1 breve--------------- Normal, ningún error durante el POST. 
1 breve, 2 largos------ error gráfico. 
1 breve, 3 largos------ error de teclado. 
2 breves-------------- cualquier error no fatal. 

*Códigos especiales de IBM.* 

1 Breve-------------- Normal, todo bien en el POST. 
2 Breves------------- error en el POST, indicación en el monitor. 
Sonido constante----- error en la fuente de alimentación. 
1 largo, 1 breve---- error de la placa base. 
1 largo, 2 breves--- error gráfico (Mono/CGA) 
1 largo, 3 breves--- Error gráfico (EGA) 
3 largos------------ error de teclaco. 

*BIOS marca AMI. *

1 breve------------ error de DRAM de refresco. 
2 breves----------- error de paridad. 
3 breves----------- error de RAM (64 k Base). 
4 Breves----------- error de reloj. 
5 breves----------- error de procesador. 
6 breves----------- error de teclado. 
7 breves----------- error de modo virtual. 
8 breves----------- error general de memoria gráfica. 
9 breves----------- error de sumas de control del ROM-BIOS. 
1 breve, 3 largos--- error Base/Extended-Memory. 
1 largo, 8 breves--- Test de memoria gráfica incorrecto. 


*Los códigos de la BIOS Phoenix*

Son especiales de verdad.
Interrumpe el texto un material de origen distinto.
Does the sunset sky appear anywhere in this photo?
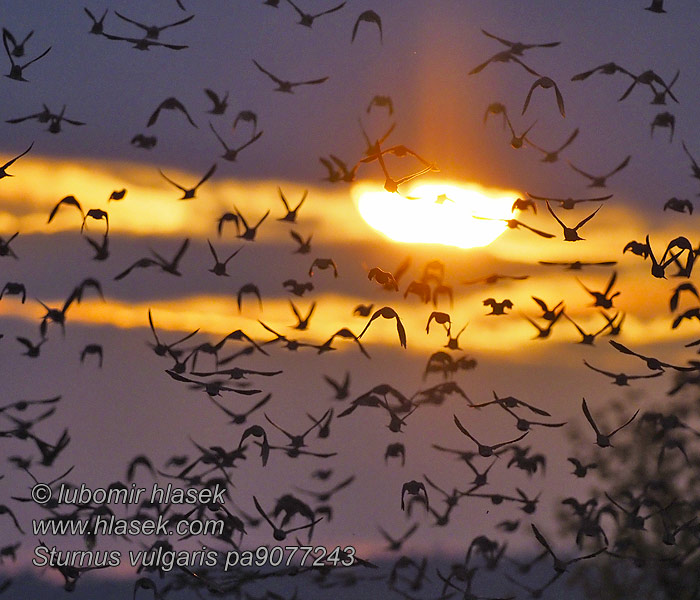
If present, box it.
[0,0,700,598]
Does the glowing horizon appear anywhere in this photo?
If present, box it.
[353,182,518,249]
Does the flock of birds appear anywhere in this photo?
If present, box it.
[0,0,700,600]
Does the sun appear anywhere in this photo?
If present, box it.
[353,183,518,248]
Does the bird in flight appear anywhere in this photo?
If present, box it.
[146,96,197,127]
[114,10,194,40]
[566,155,632,187]
[253,60,328,94]
[546,201,602,242]
[158,163,217,200]
[350,10,382,42]
[0,142,34,179]
[287,0,345,27]
[581,398,639,448]
[2,28,51,82]
[527,192,613,210]
[522,77,566,117]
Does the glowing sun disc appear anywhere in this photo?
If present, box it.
[353,183,518,248]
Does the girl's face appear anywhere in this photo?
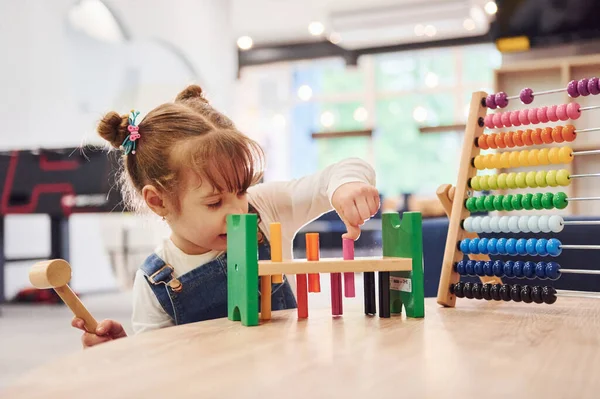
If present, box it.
[166,172,248,255]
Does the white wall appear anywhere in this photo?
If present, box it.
[0,0,237,295]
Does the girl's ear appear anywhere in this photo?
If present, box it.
[142,184,168,217]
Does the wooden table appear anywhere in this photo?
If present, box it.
[6,298,600,399]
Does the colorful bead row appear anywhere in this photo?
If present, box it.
[473,147,573,170]
[450,281,557,305]
[459,238,562,256]
[484,103,581,129]
[465,191,569,212]
[469,169,571,191]
[454,260,560,280]
[477,125,577,150]
[463,215,565,234]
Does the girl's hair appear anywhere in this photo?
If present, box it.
[98,85,264,211]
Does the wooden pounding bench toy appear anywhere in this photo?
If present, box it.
[227,212,425,326]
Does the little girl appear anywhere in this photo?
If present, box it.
[72,86,379,347]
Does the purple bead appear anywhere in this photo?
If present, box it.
[567,80,579,98]
[519,87,533,104]
[485,94,497,109]
[577,78,590,96]
[588,77,600,96]
[495,91,508,108]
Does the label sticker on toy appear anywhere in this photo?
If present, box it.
[390,276,412,292]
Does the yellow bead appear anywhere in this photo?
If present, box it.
[548,147,560,165]
[535,170,548,187]
[558,147,573,163]
[546,170,558,187]
[498,173,508,190]
[527,149,540,166]
[519,150,529,166]
[509,151,521,168]
[488,175,498,190]
[473,155,483,169]
[500,152,510,168]
[506,172,517,188]
[525,170,537,188]
[556,169,571,187]
[515,172,527,188]
[538,148,550,165]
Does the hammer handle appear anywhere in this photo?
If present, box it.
[54,285,98,334]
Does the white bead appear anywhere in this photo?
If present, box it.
[538,215,550,233]
[463,216,473,232]
[481,216,492,233]
[519,216,529,233]
[527,216,541,233]
[548,215,565,233]
[508,216,520,233]
[498,216,510,233]
[472,216,482,233]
No se diferencian entre sonidos largos y cortos pero están formados por secuencias de sonidos. 


1, 2 y 3 sonidos-------- Error de CMOS. 
1, 1 y 4 --------------- error de sumas de control de ROM BIOS. 
1, 2 Y 1 --------------- ERROR DE RELOJ. 
1, 2 y 2 --------------- error de inicialización DMA. 
1, 2 y 3 --------------- error de Page Register de DMA. 
1, 3 y 1 --------------- error de RAM de refresco. 
1, 3 y 3 --------------- error de RAM (64 kb). 
1, 4 y 2 --------------- error de paridad, RAM de 64 Kb. 
1, 4 y 3 --------------- error Fail-Safe-Timer (EISA). 
1, 4 Y 4 --------------- error de puerto NMI (EISA). 
2, 1 y 1 --------------- error de RAM 64 Kb. 
2, 1 y 4 --------------- Error de RAM (64 Kb). 
2, 2 y 1 --------------- error de RAM (64 Kb). 
2, 2 y 4 --------------- error de RAM (64 Kb). 
2, 3 y 1 --------------- error de RAM (64 Kb). 
2, 3 y 4 --------------- error de RAM (64 Kb). 
2, 4 y 1 --------------- error de RAM (64 Kb). 
3, 1 y 1 --------------- error en la primera controladora DMA. 
3, 1 y 2 -------------- error en la segunda controladora DMA. 
3, 1 y 3 -------------- error en el primer controlador de interrupciones. 
3, 1 y 4 -------------- error en el segundo controlador de interrupciones. 
3, 2 y 4 -------------- error de la controladora de teclado. 
3, 3 y 4 -------------- error de memoria gráfica. 
3, 4 y 2 -------------- error de tarjeta gráfica. 
4, 2 y 1 -------------- error de Timer-Tick. 
4, 2 y 2 -------------- error de Shutdown (Reset). 
4, 2 y 3 -------------- error de Gate-A20. 
4, 2 y 4 -------------- Ha surgido una interrupción inesperada en el modo protegido. 
4, 3 y 1 -------------- error test RAM (>64 Kb). 
4, 3 y 2 -------------- error en el reloj 2. 
4, 3 y 4 -------------- error de Realtime-Clock. 
4, 4 y 1 -------------- error de puerto de serie. 
4, 4 y 2 -------------- error de puerto paralelo. 
4, 4 y 3 -------------- Defecto del coprocesador matemático.


----------



## Apollo

Muchas gracias en nombre de la comunidad Capitanp 

Es un excelente aporte para evitar quebrarnos al cabeza al tratar de repara un PC que no arranca.


----------



## mcrven

Buena esa capi...

Pídele a Li-Ion que lo publique en la sección "Tutoriales y Manuales" así, estará al alcance de cualquiera.

Saludos: mcrven


----------



## lobo zea

Estoy echandole un vistazo a una board intel 865G, suele reiniciarse con frecuencia y cuando inicia otra vez, la board emite un sonido como de una ambulancia. Que podra ser?


----------



## oacrtheshadowman

lobo zea dijo:
			
		

> Estoy echandole un vistazo a una board intel 865G, suele reiniciarse con frecuencia y cuando inicia otra vez, la board emite un sonido como de una ambulancia. Que podra ser?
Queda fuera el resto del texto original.